Today, ten years later, Li-Ning faces a completely different hand. Curry is still a superstar, but at the end of his career, his core value has shifted from "leading the future" to "harvesting residual heat" and "legacy development." What Li-Ning is doing isn’t investing in a player’s present, but betting on whether a brand (Curry Brand) can survive independently and grow into the next Air Jordan after moving beyond the athlete’s personal performance. The strategic ambition of this deal is evident, but the calculation seems to be looking far ahead.

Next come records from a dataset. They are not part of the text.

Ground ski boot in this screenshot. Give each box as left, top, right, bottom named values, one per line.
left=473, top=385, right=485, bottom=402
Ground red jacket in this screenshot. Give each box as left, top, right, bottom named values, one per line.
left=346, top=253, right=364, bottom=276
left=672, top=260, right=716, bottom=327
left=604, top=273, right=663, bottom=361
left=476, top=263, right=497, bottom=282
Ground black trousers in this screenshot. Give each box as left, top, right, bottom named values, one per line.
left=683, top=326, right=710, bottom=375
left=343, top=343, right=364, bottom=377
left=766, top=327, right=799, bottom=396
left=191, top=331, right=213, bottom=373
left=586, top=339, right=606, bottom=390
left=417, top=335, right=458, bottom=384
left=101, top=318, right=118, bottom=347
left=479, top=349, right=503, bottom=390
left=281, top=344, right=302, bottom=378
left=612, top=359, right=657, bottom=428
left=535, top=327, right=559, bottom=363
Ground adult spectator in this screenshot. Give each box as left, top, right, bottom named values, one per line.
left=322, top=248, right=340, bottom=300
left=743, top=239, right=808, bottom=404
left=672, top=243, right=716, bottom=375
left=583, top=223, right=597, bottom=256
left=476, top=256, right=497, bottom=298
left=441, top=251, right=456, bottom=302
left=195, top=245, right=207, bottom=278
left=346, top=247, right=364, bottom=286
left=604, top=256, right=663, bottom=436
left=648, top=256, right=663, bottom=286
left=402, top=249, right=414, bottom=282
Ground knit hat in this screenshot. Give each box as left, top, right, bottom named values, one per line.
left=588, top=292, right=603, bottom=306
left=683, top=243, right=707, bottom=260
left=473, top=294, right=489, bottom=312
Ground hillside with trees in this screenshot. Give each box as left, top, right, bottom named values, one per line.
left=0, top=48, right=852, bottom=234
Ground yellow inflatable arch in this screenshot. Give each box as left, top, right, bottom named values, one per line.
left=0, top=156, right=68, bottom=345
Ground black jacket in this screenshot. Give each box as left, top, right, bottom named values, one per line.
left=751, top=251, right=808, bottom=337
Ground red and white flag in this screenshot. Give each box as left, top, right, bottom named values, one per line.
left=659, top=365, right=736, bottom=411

Li-Ning’s anxiety lies in the word "globalization." Domestic basketball category revenue has declined by 19%, the market overall is sluggish, NBA viewership has hit recent lows, and the "halo of faith" in basketball among younger generations is fading. A heavy bet on basketball now is both a contrarian mindset of "digging deeper in downturns" and an urgent need for a global super-symbol to break through the brand’s upward and outward ceilings. Curry is the most globally recognized and favored ticket Li-Ning can currently secure. Insiders view it as "a key move in globalization," which speaks volumes.
However, the legend of Air Jordan is nearly impossible to replicate. Its success was a product of Jordan’s historic charisma, Nike’s all-in gamble, and the resonance of the golden age of television media with the global explosion of basketball. Today? Media is fragmented, basketball’s popularity has relatively declined, and Li-Ning’s own overseas market awareness and channel foundation are far from what Nike had back then. Co-operating Curry Brand and launching independent stores—the ambition behind this is years, even a decade-plus, of brand investment, cultural refinement, and channel development: a marathon with no visible finish line. J.P. Morgan’s estimate that building a mature brand matrix will take at least 15 to 18 months is likely overly optimistic.
Therefore, the essence of this deal is probably not an "investment" targeting Curry’s remaining competitive value, but a "venture capital" bet on the "future ten years of basketball culture" and a "strategic investment" in Li-Ning’s own global ambitions. Li-Ning has grasped the essence of Nike’s "brand co-building" from years past, but the era’s dividends, market environment, and its own starting point are vastly different. The success of the Way of Wade proves Li-Ning’s domestic capability to operate athlete brands; but extending this model globally and entrusting it to a retiring superstar multiplies the difficulty exponentially.
Investors are naturally concerned about the upcoming amortization and marketing expenses on the earnings report, but deeper doubts lie elsewhere: Is this a precise positioning, or an excessive premium paid for sentiment and ambition? Li-Ning needs the next five to ten years to prove it has not only bought Curry’s name but can also manage the cultural assets that name represents. What the capital market lacks most is precisely patience. This "delayed bold bet" has placed the entire future of the basketball consumer market and the global investors’ ultimate trust in whether a Chinese brand can truly command a top-tier sports IP across the table. Li-Ning has gone all in; now, the ball is in time’s court.
Disclaimer: The above content is generated by AI and is for reference only.